The Board is accountable to its Members and other stakeholders for the performance as well as compliance with laws and standards of the FORUM. Decisions on the FORUM matters are to be made via majority vote at Board meetings as stipulated by the Memorandum and Articles of Association (M&A) of the FORUM, unless delegated to the Chief Executive Officer or Working Committees.

Board Composition

The Board consists of Chairman, Vice Chairman and seven (7) non-executive members. All members of the Board are Members of the FORUM and they do not receive any remuneration. Chairman carries out a leadership role in the conduct of the Board and its relations with Members and other stakeholders and maintains a close working relationship with the Chief Executive Officer.

Procedures for operations and the election of Board members are governed by the FORUM’s M&A. 

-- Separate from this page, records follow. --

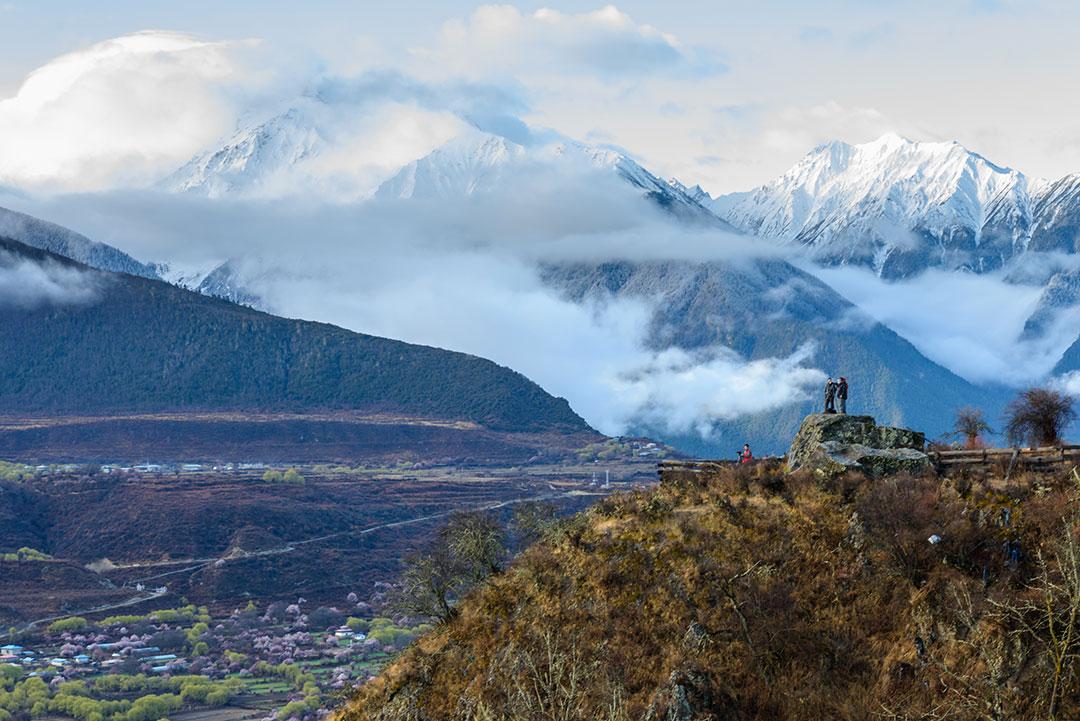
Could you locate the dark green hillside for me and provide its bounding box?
[0,240,588,431]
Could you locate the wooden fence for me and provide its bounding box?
[658,446,1080,478]
[928,446,1080,475]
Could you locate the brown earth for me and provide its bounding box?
[0,412,602,465]
[0,462,656,627]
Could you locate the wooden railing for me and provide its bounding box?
[928,446,1080,471]
[659,446,1080,478]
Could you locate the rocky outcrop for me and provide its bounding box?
[787,413,931,477]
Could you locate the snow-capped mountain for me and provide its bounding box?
[706,134,1045,278]
[375,130,733,230]
[161,108,325,198]
[1029,173,1080,253]
[375,131,525,199]
[0,207,160,278]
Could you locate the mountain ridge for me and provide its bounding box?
[0,239,590,432]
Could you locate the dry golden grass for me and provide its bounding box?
[335,468,1080,721]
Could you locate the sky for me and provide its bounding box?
[0,0,1080,194]
[0,0,1080,444]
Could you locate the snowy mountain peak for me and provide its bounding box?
[711,133,1032,277]
[375,128,731,230]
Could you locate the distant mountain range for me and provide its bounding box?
[4,124,1080,453]
[704,135,1080,280]
[0,207,159,278]
[544,259,1008,455]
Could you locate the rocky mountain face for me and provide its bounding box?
[705,135,1080,280]
[0,239,589,433]
[787,413,930,478]
[543,259,1009,458]
[710,135,1041,280]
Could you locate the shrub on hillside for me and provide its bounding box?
[1005,389,1077,446]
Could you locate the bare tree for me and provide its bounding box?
[995,514,1080,719]
[1005,389,1077,446]
[391,542,462,622]
[512,501,557,550]
[391,512,505,622]
[949,406,994,448]
[440,511,507,584]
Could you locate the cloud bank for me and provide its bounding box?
[0,31,265,190]
[414,5,726,79]
[0,251,100,308]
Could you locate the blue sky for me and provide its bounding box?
[0,0,1080,192]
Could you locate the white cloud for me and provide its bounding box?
[0,251,100,308]
[0,31,258,190]
[414,5,724,78]
[804,264,1078,385]
[607,346,825,439]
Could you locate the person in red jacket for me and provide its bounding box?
[836,376,848,413]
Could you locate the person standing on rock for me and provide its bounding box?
[825,376,836,413]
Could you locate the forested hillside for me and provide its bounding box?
[0,240,588,431]
[335,465,1080,721]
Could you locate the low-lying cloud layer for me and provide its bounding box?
[0,165,822,436]
[0,250,102,308]
[804,264,1080,385]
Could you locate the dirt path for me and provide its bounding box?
[123,490,606,586]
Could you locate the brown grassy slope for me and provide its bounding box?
[336,466,1080,721]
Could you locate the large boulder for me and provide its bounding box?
[787,413,931,477]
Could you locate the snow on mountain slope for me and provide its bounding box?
[706,135,1042,278]
[375,131,525,199]
[375,130,733,230]
[0,207,160,278]
[1030,173,1080,253]
[161,109,324,198]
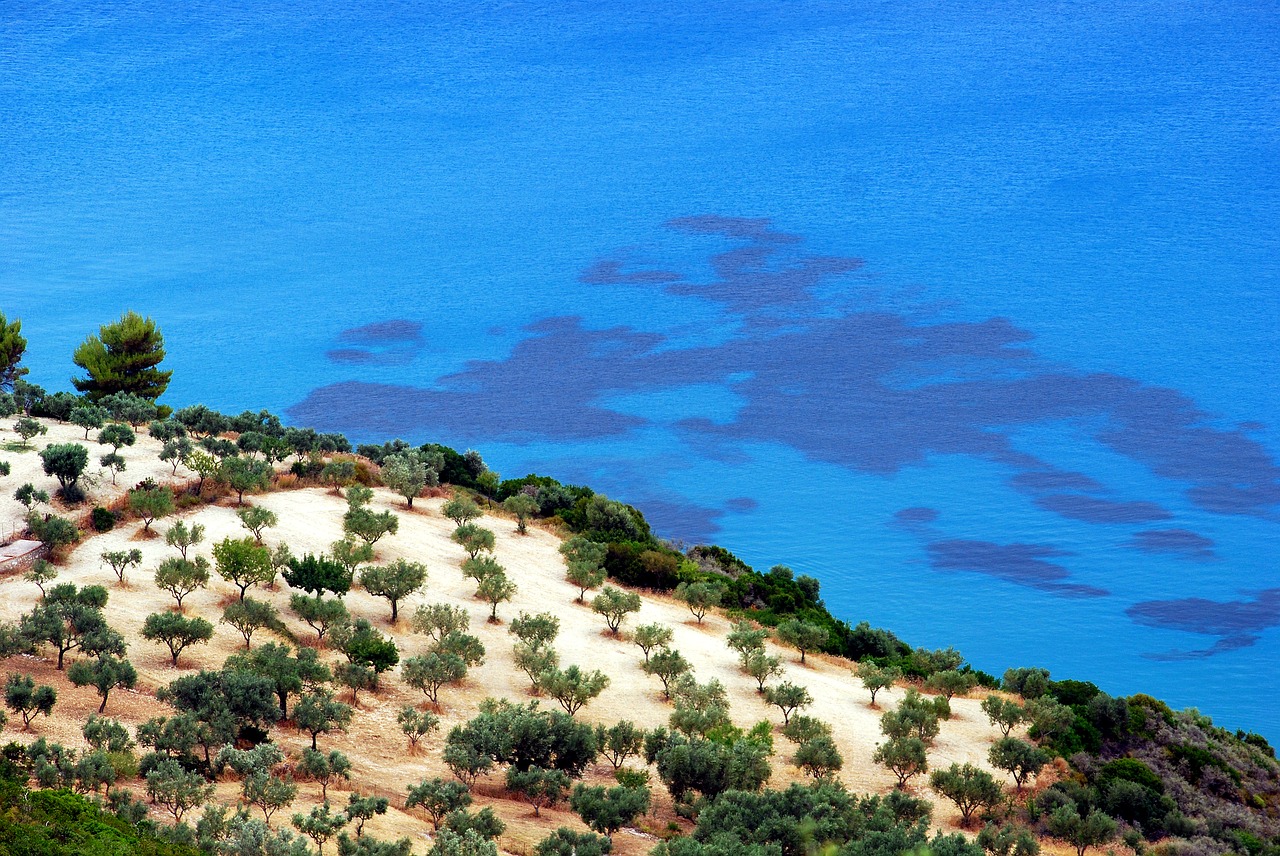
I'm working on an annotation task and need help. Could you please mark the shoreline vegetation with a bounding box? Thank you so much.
[0,312,1280,856]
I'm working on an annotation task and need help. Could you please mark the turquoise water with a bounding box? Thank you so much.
[0,1,1280,738]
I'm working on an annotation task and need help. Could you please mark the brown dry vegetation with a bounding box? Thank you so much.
[0,412,1034,856]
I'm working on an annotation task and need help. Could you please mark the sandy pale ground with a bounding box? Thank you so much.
[0,414,1059,856]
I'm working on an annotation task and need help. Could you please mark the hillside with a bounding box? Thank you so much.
[0,412,1029,853]
[0,409,1280,856]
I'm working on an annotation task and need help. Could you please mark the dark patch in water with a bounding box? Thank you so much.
[1009,470,1103,493]
[1125,528,1217,562]
[325,319,422,366]
[893,505,940,525]
[289,216,1280,534]
[338,319,422,344]
[1036,494,1172,523]
[1125,589,1280,660]
[927,539,1110,598]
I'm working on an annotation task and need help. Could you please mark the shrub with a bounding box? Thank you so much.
[90,505,115,532]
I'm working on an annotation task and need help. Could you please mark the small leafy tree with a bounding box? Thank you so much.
[595,719,644,770]
[534,827,613,856]
[164,521,205,559]
[293,690,352,749]
[982,695,1027,737]
[160,436,196,476]
[236,505,280,544]
[764,681,813,724]
[291,800,347,856]
[410,604,471,644]
[142,613,214,668]
[360,559,430,616]
[155,555,209,612]
[591,586,640,636]
[218,454,274,505]
[404,777,471,832]
[396,705,440,749]
[512,642,559,694]
[13,416,47,447]
[452,523,494,559]
[924,669,978,701]
[68,404,108,440]
[223,598,280,647]
[99,452,125,485]
[22,559,58,598]
[298,749,351,800]
[401,651,467,704]
[146,757,214,823]
[284,553,352,598]
[129,487,173,532]
[795,736,845,779]
[570,784,649,839]
[987,737,1050,793]
[631,623,673,663]
[641,647,694,701]
[289,595,351,645]
[929,764,1005,827]
[39,445,88,495]
[778,618,827,663]
[342,487,399,546]
[338,793,386,839]
[676,582,724,624]
[214,537,275,600]
[724,621,769,665]
[1046,802,1116,856]
[97,422,138,454]
[13,481,49,516]
[502,494,538,529]
[507,766,570,818]
[67,649,138,713]
[854,660,902,708]
[476,572,516,624]
[507,612,559,649]
[440,495,484,526]
[742,650,782,690]
[4,674,58,731]
[538,665,609,717]
[872,737,929,789]
[381,452,439,508]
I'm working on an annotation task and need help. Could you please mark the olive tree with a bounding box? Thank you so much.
[591,586,640,636]
[360,559,426,616]
[142,613,214,668]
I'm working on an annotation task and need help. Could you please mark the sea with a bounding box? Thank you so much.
[0,0,1280,740]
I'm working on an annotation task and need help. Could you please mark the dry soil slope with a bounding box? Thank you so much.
[0,424,1018,853]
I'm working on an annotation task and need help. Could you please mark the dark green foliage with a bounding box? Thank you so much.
[645,729,769,804]
[225,642,333,718]
[156,669,280,745]
[507,766,570,816]
[19,582,115,669]
[570,784,649,838]
[142,612,214,668]
[67,655,138,713]
[445,699,599,779]
[404,777,471,829]
[283,553,352,598]
[360,559,426,616]
[293,688,353,749]
[90,505,115,532]
[40,443,88,491]
[534,827,613,856]
[929,764,1004,827]
[72,312,173,402]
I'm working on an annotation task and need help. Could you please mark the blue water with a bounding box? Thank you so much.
[0,0,1280,738]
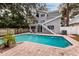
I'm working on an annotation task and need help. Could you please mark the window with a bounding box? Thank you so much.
[41,14,45,17]
[36,13,39,17]
[48,25,54,30]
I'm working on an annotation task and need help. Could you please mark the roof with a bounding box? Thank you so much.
[69,15,79,24]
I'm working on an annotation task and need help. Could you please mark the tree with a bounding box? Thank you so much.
[59,3,79,26]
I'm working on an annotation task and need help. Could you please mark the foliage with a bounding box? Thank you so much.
[0,3,46,28]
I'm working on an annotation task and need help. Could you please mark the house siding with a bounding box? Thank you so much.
[42,18,61,33]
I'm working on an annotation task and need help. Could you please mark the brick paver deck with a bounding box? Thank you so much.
[0,42,79,56]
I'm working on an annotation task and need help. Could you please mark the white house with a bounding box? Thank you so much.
[69,15,79,27]
[60,15,79,34]
[30,10,61,34]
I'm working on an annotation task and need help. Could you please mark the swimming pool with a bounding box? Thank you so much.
[16,34,72,48]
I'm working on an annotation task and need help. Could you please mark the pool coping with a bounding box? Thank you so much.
[14,33,79,49]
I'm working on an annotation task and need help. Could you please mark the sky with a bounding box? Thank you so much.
[47,3,60,11]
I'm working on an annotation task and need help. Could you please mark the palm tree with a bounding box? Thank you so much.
[59,3,79,26]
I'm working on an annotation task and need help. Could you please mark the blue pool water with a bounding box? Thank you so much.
[16,34,71,48]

To assist in the execution of its responsibilities, the Board maintains an Audit Committee and a Membership Committee. Project Steering Committees are ad-hoc committees, established to carry out specific tasks from time-to-time.

Board Committees

1. Audit Committee
The Audit Committee is guided by the Audit Committee Charter with the objective of assisting the Board with oversight of the integrity of the FORUM’s financial statements; the financial reporting process; the systems of internal accounting and financial controls; the performance of the FORUM’s internal audit function; the identification and management of the FORUM’s significant risks; the FORUM’s compliance with related policies and applicable laws and regulations.

2. Membership Committee
The Membership Committee meets regularly to plan and discuss matters related to the FORUM’s membership recruitment and membership benefits. It is governed by the Membership Committee Charter as well as the Membership Policy.

3. Project Steering Committees (PSCs)
There are currently a number of PSCs managing projects in various areas such as Directors’ Remuneration and Directors Register, to name a few. Each PSC consists of a group of individuals nominated by the Board with expertise in their respective areas to ensure that the PSC is competent to achieve the objectives of the respective projects.